Что бы такое себе сказать, чтобы это показалось исходящим из недр скалы, из ее уст, так сказать, чтобы это вписалось в данную обстановочку?  Эта фраза могла стать чем угодно: свалившимся камнем, съеденным ведром черники, зачатой идеей, высохшей водорослью, грязными ногтями, развязанным купальником, отразившимся Солнцем, остовом травы, прислышавшейся музыкой, или даже воздухом, коим был надут темно-синий матрас, на котором лежала я, на которой сидела Ева.
После довольно продолжительных раздумий, я продекламировала следующее:
«В Испании есть король! Он отыскался. Этот король – я.» 
Тишина, на мгновение ослабившая свою хватку под напором цитаты из Гоголя, после произнесения поставленной точки сгустилась с новыми силами. Я поняла, что вроде бы, я сошла с ума. А то с чего бы прийти ко мне в голову этой фразе, которая и в оригинале исходит изо рта блаженного, и у меня сопутствует ситуациям, выбивающимся из колеи обыденного. Ведь я королем Испании стала, когда полюбила динозавра.
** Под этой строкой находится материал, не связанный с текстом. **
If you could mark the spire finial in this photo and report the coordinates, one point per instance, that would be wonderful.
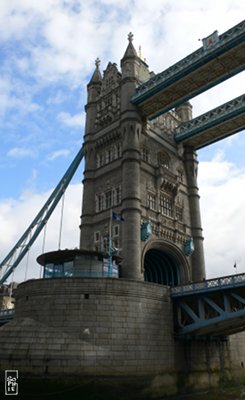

Я знаю, что их не осталось на земле, что метеорит и жуткие морозы, которые и я не жалую, послужили причиной их массового исхода в лучший мир, но. Но всякое бывает, знаете ли. Динозавра любить – это вам не в поле ходить. Вообще, я уверена, что смогла бы обойтись без слова «любить». Мне ведь просто нужно было его спасти. А это вполне себе объяснимое желание (ведь последний динозавр!), возникшее, к счажелению,  не у одной меня. Мне было так жалко одинокого (совсем одного-одинёшеньку во всем целом мире!) динозавра, что я даже стала королем его Испании. Но потом прошло, со временем. Со временем многое проходит, но не всё. Вот, например, я стихов немножко написала, так вот они со мной навсегда. Я считаю, что только это «навсегда» и есть единственное возможное. Еще мои дети – мои навсегда. Ну, мои, те, которые случатся. Значит, в принципе, и моё лежание на диване с развязанным купальником и Евой на спине должно пройти со временем, однако этого что-то долго не случается, поэтому мне все же придется приложить какие-никакие (как говорит моя бабушка) усилия. А прилагать усилия я не люблю почти так же, как морозы.
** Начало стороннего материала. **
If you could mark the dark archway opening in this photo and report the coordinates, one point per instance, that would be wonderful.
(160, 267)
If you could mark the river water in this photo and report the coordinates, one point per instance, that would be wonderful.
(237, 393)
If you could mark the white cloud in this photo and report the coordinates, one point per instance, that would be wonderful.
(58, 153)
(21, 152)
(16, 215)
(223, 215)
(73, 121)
Вот о чём я подумала, когда скала произнесла цитату одного из интересных мне писателей. Но потом я припомнила общеизвестный факт, что человек, сошедший с ума, никогда не признает этого, не признает себя нездоровым, заболевшим. Мир его накренится, или вовсе изменится, перевернувшись с ног на голову, но останется ему привычным и родным. А для нас, окружающих, не мир заболеет, а сам человек; и дружба завянет, и любовь пройдет, а печаль не отступит. Так что у меня пока все дома.
Хотя помимо Гоголя я вспомнила и Соколова, Сашу. И моё его любимое стихотворение:
Тут похоронен Петр
По прозвищу Багор.
Его все звали Федр,
А он себя - Егор.
Он был отличный егерь,
Но спорщик был и вор,
На краденой, на слеге,
Повесился на спор.
Кто спорил с ним – живите,
Да с вами благодать.
Его к себе не ждите,
А он вас будет ждать.
Когда мне вспомнилось Сашино стихотворение, мне придумалось и моё, собственное. Вот оно, я вам его озвучиваю:
Тут прилегла Аглая
По прозвищу Скала.
Её все звали – Злая,
Она себя звала.
Она была лежащей
Вплоть до той поры,
Пока чужой ребёнок
Не завязал узлы.
Кто пил вино – живите,
Да с вами благодать.
А узелки вяжите,
Что трудно развязать.
Странно, но и в тот момент, когда оно мне придумалось, я его тоже озвучила. Я озвучила его Еве. Этой моей поясничной тяжести, моему бремени, причине моего лежания. Моей, моему, моего. Ева выслушала и разверзла тишину целой тирадой, непонятного мне содержания, потому что была произнесена не на том языке, что я понимаю. Ева сказала:
- У ма пуиндшжа котхби-иро келулу во кетала.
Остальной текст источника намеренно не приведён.